Transferring Large Files using XMDBTool Client

To download all the ETL files, you must run this command from XMDBTool client:

C:\xmdbtool\\bin>run_etl.bat -deploy_tables Y -mapping_classes USER_HIERARCHY -to File C:\etl.sql.

This command helps to download all the ETL files from the server, and generates the etl.sql ETL file. There can be time-out issue if the file size is large. To solve this issue, the XMDBTool Client is enhanced with the etlChunk parameter. This parameter splits the large ETL file in the server, into small chunks. Each chunk of the file is downloaded and a single ETL file is generated in the client machine. You must set the etlChunk parameter to true:

C:\xmdbtool\\bin>run_etl.bat -deploy_tables Y -mapping_classes USER_HIERARCHY -to File C:\etl.sql -etlChunk true

With this enhancement, all the ETL files are run, and the ETL file is generated on the server (as before). After the complete ETL file is generated on the server, the files are split into small files (chunks) and then once the big file is split into many small files, each of these small files is zipped and downloaded to the client machine. After all these smaller files are downloaded, the files are merged into a single ETL file and named as specified in the command (based on the above example the file name is etl.sql). As part of the cleanup, all the smaller files are deleted from the client machine after the files are merged.

The etlChunkSize parameter sets the number of lines that must be included in each chunk of the file. By default the parameter is set to 10000, but you can modify the value based on the requirement.

For example:

run_etl.bat -deploy_tables Y -mapping_classes USER_HIERARCHY -toFile C:\Nitesh\test1.sql -etlChunkSize 200000

This command sets the number of lines in chunk of the file to 200000.

If the fulletlrerun parameter is set to true, complete ETL is run again, starting from the point where the process had stopped earlier:

run_etl.bat -deploy_tables Y -mapping_classes USER_HIERARCHY -toFile C:\etl.sql -fulletlrerun true -etlChunk true

If an error occurs in the server, during the process of creating the chunks of a large file, you can run the full ETL process again with the fulletlrerun=true option. This command starts the process of creating the chunks again, instead of rendering the full ETL again.

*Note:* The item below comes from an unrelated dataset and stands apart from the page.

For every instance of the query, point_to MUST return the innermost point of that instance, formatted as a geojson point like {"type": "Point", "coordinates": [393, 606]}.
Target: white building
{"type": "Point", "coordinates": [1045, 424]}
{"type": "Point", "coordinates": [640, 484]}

If the ETL chunked files are not required to be merged, set the value of the dontMerge parameter to true in the xmdbtool.properties file . By default, the value of the dontMerge application parameter is false.

Note:  From version 10.2.15, the ETL bkg can be initiated from the XMDBTool client and the ETL file can be generated in the xmshare folder. By default, the ETL file is generated in the standard folder (apache-tomcat-9.0.x/ETL/<tenant> ) when started from the client or the ETL bkg. We can now pass the xmshare parameter from the client or the ETL bkg and set the value to true. The ETL file will then be generated in the xmshare folder. By default the location of xmshare is ../../xmshare. However, you can specify the location of xmshare in the xmdbtool.xmshareloc application parameter.

The etl bkg can now be triggered from the xmdbtool client batch run_bkg file by specifying xmshare=true in the params parameter. The ETL will run in the bkg server as the ETL bkg process is called and after the ETL run, the file is generated in the xmshare folder , from where the SFTP transfer is done to the specified SFTP address. For example -> run_bkg -bkgName XMDBToolETL.Bkg -params xmshare-_true

Also from version 10.2.15, there will be one individual ETL log file for each run.